Sadullah Ağa’da engin musiki ve edebiyat bilgisi ile çavuş rütbesine terfi etmiş ve yıllarca sarayda fasıllarda bulunmuştur. Bu büyük bestecinin terbiyesi ve tevazuu kısa zamanda yükselmesine neden olmuştur.
Sarayda küme fasıllarının ve musiki âlemlerinin en gözde hanendesi olarak itibar görmüştür. Bu itibar ve şöhret kısa bir müddet sonra III. Selim’in kardeşi Bekhan Sultan’ın kulağına kadar gitmiştir.
Bekhan Sultan’ın uzun zamandır düşündüğü fakat bir türlü yapamadığı bir tasavvuru vardır. Saraydaki gözde cariyelerden ibaret bir saz heyeti ve bu heyeti de kendileri kadar güzel, genç hanendelerle takviye ederek başlarına da Sadullah Ağa’yı getirerek bir fasıl heyeti kurmaktır.

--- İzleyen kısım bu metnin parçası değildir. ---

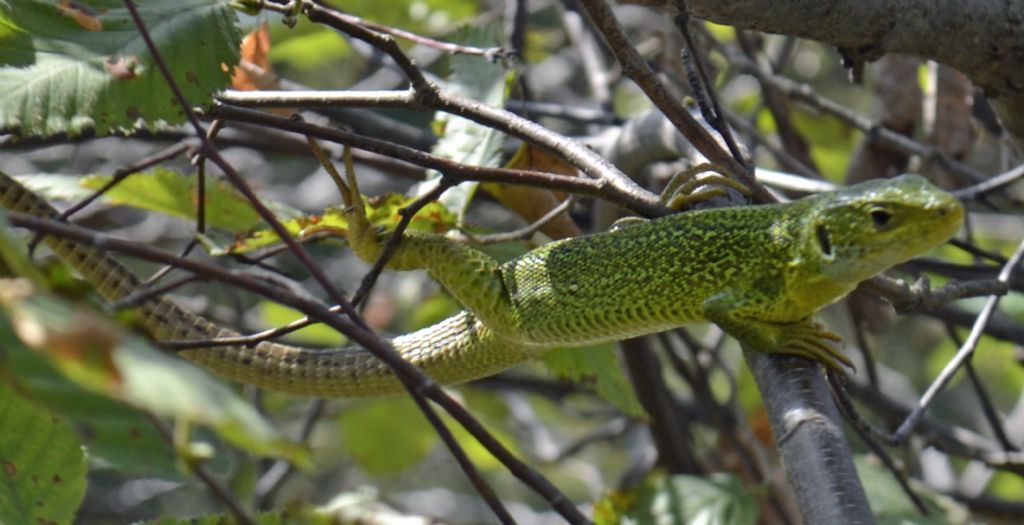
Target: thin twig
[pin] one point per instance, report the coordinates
(411, 377)
(965, 352)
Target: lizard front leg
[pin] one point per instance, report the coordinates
(471, 275)
(740, 313)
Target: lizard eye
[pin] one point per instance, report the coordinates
(823, 241)
(881, 217)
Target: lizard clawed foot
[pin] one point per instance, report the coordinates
(813, 341)
(686, 188)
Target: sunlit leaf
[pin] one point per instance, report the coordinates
(891, 506)
(463, 140)
(715, 499)
(598, 365)
(115, 434)
(386, 436)
(59, 75)
(275, 314)
(42, 468)
(382, 211)
(174, 193)
(531, 203)
(102, 358)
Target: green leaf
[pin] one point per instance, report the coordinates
(102, 358)
(42, 468)
(114, 433)
(382, 211)
(715, 499)
(464, 140)
(386, 436)
(276, 314)
(176, 194)
(599, 365)
(892, 507)
(57, 75)
(271, 518)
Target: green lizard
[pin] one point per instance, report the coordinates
(759, 272)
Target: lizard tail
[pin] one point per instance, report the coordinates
(456, 350)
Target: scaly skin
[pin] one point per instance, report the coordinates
(759, 272)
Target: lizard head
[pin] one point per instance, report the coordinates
(861, 230)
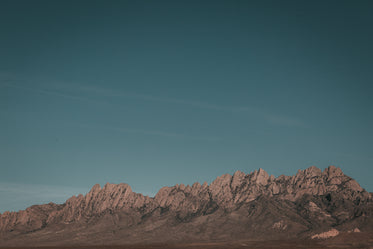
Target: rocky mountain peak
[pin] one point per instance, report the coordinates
(310, 199)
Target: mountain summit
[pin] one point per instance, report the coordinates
(239, 206)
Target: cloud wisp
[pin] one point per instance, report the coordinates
(23, 195)
(64, 90)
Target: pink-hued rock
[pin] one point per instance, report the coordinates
(246, 203)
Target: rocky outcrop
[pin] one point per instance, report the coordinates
(248, 205)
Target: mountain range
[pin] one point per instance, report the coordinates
(256, 206)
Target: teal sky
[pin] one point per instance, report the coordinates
(155, 93)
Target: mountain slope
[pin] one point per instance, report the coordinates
(242, 206)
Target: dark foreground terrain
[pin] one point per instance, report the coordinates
(346, 241)
(282, 212)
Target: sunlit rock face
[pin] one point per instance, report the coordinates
(253, 205)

Bu fikrini padişaha açar ve padişahın da onayı ile fasıl heyeti haftada iki gün çalışmalarına başlar.
Sadullah Ağa bu çalışmalarda kendi ahlaki yapısı ve yetişme adabından ötürü kızların yüzüne bakamayan mahcup bir delikanlıdır. Bir gün bu fasıl heyetinde birbirinden güzel ve bir o kadar da çekingen cariyelerle eser geçerken kulağına takılan bir sese kulak veren Sadullah Ağa kafasını kaldırıp bu sesin sahibesini ararken bir çift elâ gözün kendisine baktığını fark eder. Bu bakış adeta bir yıldırım hızıyla hocanın gönlüne akmış ve Sadullah Ağa buna karşı koyamamıştır. Artık o gözlerin esiridir. O gözler Mihriban’a aittir. Bu genç besteci artık çalışma günlerini iple çeker ve her çalışmada birbirleriyle göz teması kurarak adeta birbirlerine olan aşklarını anlatırlar.
Çok geçmeden bu bakışlardan doğan büyük aşkı Bekhan Sultan öğrenir ve genç besteciyi saraydan kovar. Mihriban’ı da sarayın en karanlık odasına hapseder. Hatta Bekhan Sultan padişahtan Sadullah Ağa’nın katledilmesi için ferman bile almıştır. III. Selim her ne kadar kardeşini kırmamak adına bu fermanı verse de genç bestecinin kaçmasına göz yummuştur.
Sadullah Ağa saraydan kovulduktan sonra hiç akla gelmeyen bir yerde uzun zaman gizlenmiştir. O gizlendiği yerde aşkını kalbinde yaşarken;
‘’Gönlüm aşüfte kılan sevda senindir, sen benim
Ah benim canın ah cananım, Mihriban’ım’’
Bu sözleri bestelemiştir.
Bir ramazan gecesi Topkapı sarayında yine bir musiki ziyafeti sırasında kafes arkasından faslı dinleyen Bekhan Sultan ağabeyi III. Selim’e, Sadullah Ağa’nın boş bıraktığı yeri kimsenin dolduramadığını ve bu katlin fermanını istemekle haksızlık yaptığını söylemiştir. Bunun üzerine padişah gülümseyerek Sadullah Ağa’nın hayatta olduğunu söylemiş ve kardeşine Mihriban’ı azat etmek sana düşer demiştir.
Ve kısa bir süre sonra bu genç aşıklar nikahlanmıştır.